PA ID# 000-92009; Virgin Islands Lottery Commission
DSR ID# 55937; Costs Associated with Relocation Due to Roof Damage
Citation: Second Appeal Virgin Islands Lottery, FEMA-1067-DR-VI, PA 000-92009
Cross-reference: Reasonable Time
Summary: Hurricane Marilyn caused damage to the Virgin Islands Lottery building in September 1995. On October 7, 1995, FEMA prepared Damage Survey Report (DSR) 55937 for $41,368 to repair a 1200 square foot portion of the roof that was damaged by the high wind. The roof was temporarily patched with FEMA tarps while the V.I. Lottery staff continued to occupy the building for approximately nine months after the storm. On July 1, 1996, the applicant relocated and requested FEMA prepare a DSR to cover relocation costs. The Disaster Recovery Manager determined that the damages to the building caused by Hurricane Marilyn did not merit relocation and denied the request on September 27, 1996. The applicant submitted an appeal of the denial fifteen months later, on December 16, 1997. On March 3, 1998, a team of FEMA, OMB and local representative again inspected the facility and found that the building had not been repaired in the twenty months after relocation.
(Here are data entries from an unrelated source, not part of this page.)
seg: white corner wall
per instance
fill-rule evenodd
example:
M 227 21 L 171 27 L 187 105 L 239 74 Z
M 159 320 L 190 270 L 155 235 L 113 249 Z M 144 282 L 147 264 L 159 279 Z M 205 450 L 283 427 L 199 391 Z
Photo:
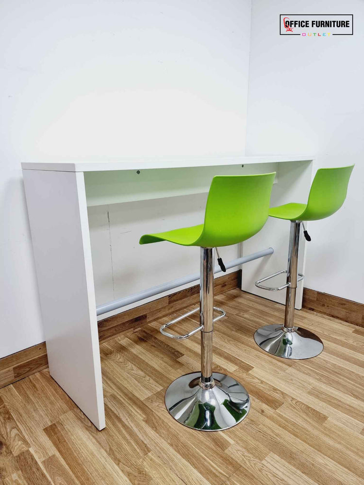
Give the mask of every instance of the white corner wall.
M 20 162 L 244 153 L 250 1 L 8 0 L 0 19 L 1 357 L 44 340 Z
M 280 36 L 280 14 L 305 13 L 353 14 L 354 35 Z M 309 223 L 312 241 L 307 244 L 304 286 L 361 303 L 363 25 L 361 0 L 253 0 L 247 133 L 248 155 L 313 153 L 314 171 L 356 164 L 343 207 Z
In the second appeal, the applicant claims that it was nearly impossible to find a suitable location within a reasonable period on the island because of the widespread destruction caused by the hurricane. They were waiting for the reconstruction efforts to be completed at potential localities in order to relocate their operations. The applicant further claims that the repairs were delayed due to difficulties regarding the insurance proceeds and the legal ownership of the building.
Is there justification for accepting an appeal more than one year after the initial determination?
Is the applicant eligible for reimbursement of relocation costs?
No. The applicant's first appeal was not submitted within the 60-day regulatory deadline.
No. The applicant is not eligible for reimbursement of the costs of relocating because damages to its facility were not severe enough to necessitate relocation.